The web-based e-visit will specifically target the 90,000 residents of The Villages retirement community in central Florida to increase access to primary and specialty care, including post-operative care, diabetes care, cardiovascular health, dermatology, mental health, and urology. This service will allow seniors and healthcare providers to have live and clinically meaningful online visits through video, secure text chat, or phone. The physician documentation from the conversation will then be transmitted to an electronic health record (EHR) to be a part of the patient record.
The goal is to utilize the e-visit to reduce hospital admissions, readmission rates, and pharmacy costs, while allowing Medicare beneficiaries to remain in their homes rather than long-term care settings.

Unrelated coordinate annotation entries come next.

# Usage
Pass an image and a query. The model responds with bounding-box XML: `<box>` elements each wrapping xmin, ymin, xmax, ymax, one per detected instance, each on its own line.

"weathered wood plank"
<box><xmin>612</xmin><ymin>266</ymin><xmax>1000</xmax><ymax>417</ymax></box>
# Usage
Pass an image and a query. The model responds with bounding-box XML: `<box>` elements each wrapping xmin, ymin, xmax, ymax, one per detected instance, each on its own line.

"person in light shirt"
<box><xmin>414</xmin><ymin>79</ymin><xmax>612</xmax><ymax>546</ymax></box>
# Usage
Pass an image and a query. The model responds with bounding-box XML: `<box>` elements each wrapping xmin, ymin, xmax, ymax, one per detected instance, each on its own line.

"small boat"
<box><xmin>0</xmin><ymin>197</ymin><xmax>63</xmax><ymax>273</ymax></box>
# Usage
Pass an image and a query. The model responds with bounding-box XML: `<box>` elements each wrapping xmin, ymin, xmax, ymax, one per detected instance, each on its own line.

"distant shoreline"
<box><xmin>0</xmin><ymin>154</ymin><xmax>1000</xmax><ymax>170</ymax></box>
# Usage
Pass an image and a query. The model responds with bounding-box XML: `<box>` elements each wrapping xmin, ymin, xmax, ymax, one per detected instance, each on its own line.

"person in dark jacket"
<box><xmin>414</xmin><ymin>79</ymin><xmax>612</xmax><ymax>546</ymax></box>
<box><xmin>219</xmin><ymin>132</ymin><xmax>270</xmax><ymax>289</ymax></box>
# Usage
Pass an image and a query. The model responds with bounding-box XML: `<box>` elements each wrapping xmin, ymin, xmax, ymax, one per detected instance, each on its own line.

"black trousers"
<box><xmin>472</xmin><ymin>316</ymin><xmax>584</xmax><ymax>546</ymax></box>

“People make decisions whether or not to go to the doctor’s office based on cost, how long they are going to have to wait, on transportation, and then sometimes that decision not to go creates an emergency room visit or a readmission,” says Stephen K. Klasko, M.D., dean of the USF Health Morsani College of Medicine and CEO, USF Health. “So having that intermediate step where you can talk to a nurse or doctor and get some good information is a great advance to make healthcare more patient-centric and reduce costs.”
Stephen K. Klasko, M.D.
The e-visit program is seen as a central primary care tool for The Villages Health system’s accountable care organization (ACO) initiative. “With the way that we’re working on The Villages accountable care organization, it will be the patient-centered medical homes, it will be the University [USF Health] as the specialist, it will be a private-label insurance company,” says Klasko. “It will be accountable care in the way of if we save $3 million, $1 million will go back to the insurance company, $1 million will go to the docs, and $1 million will go back into the community.”

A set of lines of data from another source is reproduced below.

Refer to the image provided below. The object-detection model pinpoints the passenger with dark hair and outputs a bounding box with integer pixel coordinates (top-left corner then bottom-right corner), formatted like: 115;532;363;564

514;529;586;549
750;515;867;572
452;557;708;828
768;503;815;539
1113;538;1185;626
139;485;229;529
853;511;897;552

The e-visit partnership with American Well was signed last month and the infrastructure work and staffing will be completed this fall. The Villages Health system is currently interviewing a handful of insurers to partner with for its ACO initiative. The next step of the initiative will be developing a home health component, and the third stage will involve setting up biometric monitoring and allowing patients to send high-definition photos (i.e. a rash) to their specialists via the telehealth platform.
The common myth that seniors do not embrace technology is something that Klasko seeks to dispel through this ACO initiative. According to a recent study from the Pew Internet & American Life Project, more than half of adults age 65 and older are online, compared to just 15 percent in April 2000. Among Internet users ages 65 and older, 70 percent use the Internet on a typical day.
USF Health recently received back 32,000 paper and online responses from its own public health survey that will give its researchers a baseline of health of the population, which will then provide information to make interventions to solve specific health problems. Some early findings show that the Villages have 2,800 clubs, many of them health-related (i.e. The Airheads club for chronic obstructive pulmonary disease (COPD) patients). Klasko says this shows great community health awareness, which can serve The Villages Health system’s ACO purposes well.
“The American Well relationship allows us for the first time to really be partners with the patients in healthcare,” concludes Klasko. “It allows [physicians] to get into the patients’ home at a level that we couldn’t before.”